Fast forward to my recent return to Bikram style yoga after a 2+ year hiatus from really any committed yoga practice. Today, by the way, I do believe I have found my new yoga “home” here in the area we’ve recently moved to. I’m really excited about this.
Class today was taught by a sorta famous instructor from a sorta famous yoga studio in San Francisco. She’s the owner, actually. She transplanted up here like me.
These days I have more clarity around Who I Am in the world and just in general how to live in a healthy way. A big part of that has been the understanding that I don’t ever have to be the best at what I do.

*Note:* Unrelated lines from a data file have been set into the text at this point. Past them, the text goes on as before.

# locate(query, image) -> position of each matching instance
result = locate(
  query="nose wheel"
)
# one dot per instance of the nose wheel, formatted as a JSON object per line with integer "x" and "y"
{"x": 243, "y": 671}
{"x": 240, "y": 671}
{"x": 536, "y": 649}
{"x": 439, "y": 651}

It felt great to be new at the studio today and have all these wonderfully friendly people telling me about the amazing teachers I need to experience at this groovy studio, and how Bikram yoga has a way of inviting you in, and in general treating me as though perhaps I had never practiced Bikram, or at least not very much.
I can’t tell you how utterly fabulous it felt to simply look at them and exclaim, “Really? How cool! I can’t wait!”
I didn’t need to tell them I had taken 300 classes in one year and had built an entire wellness practice with clients from my former Bikram yoga community.
I didn’t have to show up as a “yogi” or prove anything to them at all. All I have to do is show up for me! It feels so brand-new and so familiar all at once.
So, how does all of this tie into my being a leader?
Simple. Being a leader is about showing up for myself and modeling that for others.
It’s not about how good I am at what it is I profess to know how to do. It’s the courage it takes to step out and see myself in the world. If I only know 10% of something and I want to share it with others, then perhaps the folks who know 5% will be interested in what I have to offer.
I think you know what I mean. We’re all leaders, and we can own our leadership entirely, with elegance and great pride.